Simulated datasets with known patterns of SVGs were generated using SRTsim [37]. SRTsim allows the user to generate reference-free, simulated data that captures many of the features typical of Visium datasets through a Shiny app interface [37]. These features include the number of spots and genes in the dataset and the mean and dispersion values of gene expression as well as the proportion of zero counts [37]. If regions are selected within the dataset, the log fold-change within this region can be set compared to the rest of simulated area. Expression counts were simulated using a negative binomial distribution for both datasets [37]. Two datasets were generated using SRTsim for this purpose. A square grid is selected (reproducible seed 2), with 4000 spots and 15,000 genes overall. A square ‘hotspot’ pattern of 675 spots was generated in the centre of the grid, which will serve the area of higher gene expression for the simulated SVGs (Additional File 1: Fig. S12 A). One thousand five hundred signal genes were then simulated with 13,500 noise genes; no lower signal genes were selected. A reproducible seed of 2 was set, and baseline overdispersion was set to 0.5 with the baseline mean set to 3. A second simulated dataset was generated with SRTsim with a slightly more complex gene expression pattern.

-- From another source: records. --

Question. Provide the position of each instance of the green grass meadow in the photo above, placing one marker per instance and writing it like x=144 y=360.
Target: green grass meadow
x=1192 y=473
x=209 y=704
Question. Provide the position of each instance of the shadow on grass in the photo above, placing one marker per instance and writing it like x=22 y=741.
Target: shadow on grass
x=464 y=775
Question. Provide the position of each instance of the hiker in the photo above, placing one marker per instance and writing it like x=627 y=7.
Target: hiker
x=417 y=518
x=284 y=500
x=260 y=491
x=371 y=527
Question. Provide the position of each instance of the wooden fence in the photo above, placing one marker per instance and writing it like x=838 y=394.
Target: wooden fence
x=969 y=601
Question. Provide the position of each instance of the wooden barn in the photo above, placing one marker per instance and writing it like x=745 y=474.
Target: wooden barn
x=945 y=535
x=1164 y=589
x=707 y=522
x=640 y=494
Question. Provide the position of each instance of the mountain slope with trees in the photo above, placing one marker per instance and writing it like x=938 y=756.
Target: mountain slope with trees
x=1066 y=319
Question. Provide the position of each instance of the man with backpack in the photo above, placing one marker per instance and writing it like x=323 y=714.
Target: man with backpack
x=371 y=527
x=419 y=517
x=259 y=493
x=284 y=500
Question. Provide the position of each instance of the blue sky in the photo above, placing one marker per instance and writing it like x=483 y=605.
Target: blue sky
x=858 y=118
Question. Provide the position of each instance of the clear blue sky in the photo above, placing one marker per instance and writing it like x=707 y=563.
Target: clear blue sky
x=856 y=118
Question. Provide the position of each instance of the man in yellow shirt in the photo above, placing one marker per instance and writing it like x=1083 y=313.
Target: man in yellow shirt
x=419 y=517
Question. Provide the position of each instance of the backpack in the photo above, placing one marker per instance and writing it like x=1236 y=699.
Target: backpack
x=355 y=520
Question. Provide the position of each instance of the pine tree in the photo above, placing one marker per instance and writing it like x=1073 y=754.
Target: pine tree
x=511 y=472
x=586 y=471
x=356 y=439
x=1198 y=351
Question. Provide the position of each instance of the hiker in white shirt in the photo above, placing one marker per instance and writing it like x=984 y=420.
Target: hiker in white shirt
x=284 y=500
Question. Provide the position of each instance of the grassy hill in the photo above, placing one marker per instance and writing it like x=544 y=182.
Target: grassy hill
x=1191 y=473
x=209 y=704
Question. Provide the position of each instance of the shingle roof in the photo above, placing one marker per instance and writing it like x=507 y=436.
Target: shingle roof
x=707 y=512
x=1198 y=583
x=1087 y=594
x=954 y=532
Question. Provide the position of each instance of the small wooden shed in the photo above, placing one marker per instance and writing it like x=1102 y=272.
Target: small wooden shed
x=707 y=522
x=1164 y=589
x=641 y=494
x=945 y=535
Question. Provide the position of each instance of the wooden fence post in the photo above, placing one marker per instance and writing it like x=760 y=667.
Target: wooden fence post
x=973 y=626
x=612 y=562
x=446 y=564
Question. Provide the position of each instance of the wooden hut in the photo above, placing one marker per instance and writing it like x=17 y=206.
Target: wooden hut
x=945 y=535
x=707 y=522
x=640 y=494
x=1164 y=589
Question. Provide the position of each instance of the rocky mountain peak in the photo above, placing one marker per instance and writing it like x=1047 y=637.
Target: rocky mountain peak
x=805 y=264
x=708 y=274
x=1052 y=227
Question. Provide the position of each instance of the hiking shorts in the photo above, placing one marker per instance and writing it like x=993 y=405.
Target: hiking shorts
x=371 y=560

The grid layout and number of spots was the same as the aforementioned dataset, set with reproducible seed 3. Here, two separate regions were generated to contain simulated SVG expression, in opposite corners of the square layout (Additional File 1: Fig. S12 B). The two groups had a log fold-change of 5 compared to the rest of the area (group A) with a log fold-change of 1. Next, the expression of 15,000 genes were simulated across the dataset: 13,500 noise genes, 750 high signal SVGs and 750 low signal SVGs. Dispersion and mean values were the same as the previous dataset. This second dataset was generated with the aim of showcasing which packages may be adept at identifying SVGs with a lower signal across the dataset or a pattern different to the typical ‘hotspot’ which is often shown, such as in early simulations available with SPARK-X [16]. The overlap of the results from each package with the known SVGs and noise genes in the data was then calculated to determine the sensitivity and specificity of each package. R scripts to calculate the sensitivity and specificity of each package were modified from code generated by ChatGPT [55].

A total of four negative control datasets were generated, two by randomising the values of the FF left ventricle data and two by randomising the values of the FFPE prostate data in python. For each of the two datasets, one simulated dataset was created by randomising the x and y spot coordinates for this dataset independently to remove spatial correlation. Subsequently, an additional simulated dataset was generated from each dataset by randomising the spatial coordinates and each column in the gene expression matrix to ensure any overall associations were removed. To generate a simulated dataset of known coordinates, the code available in the SPARK-X simulated data vignette was used. To test all simulated datasets, the same parameters for each algorithm were used as in the analysis of the publicly available datasets. The true positives rates and false positive rates were then calculated for the results all packages that were compatible with the dataset.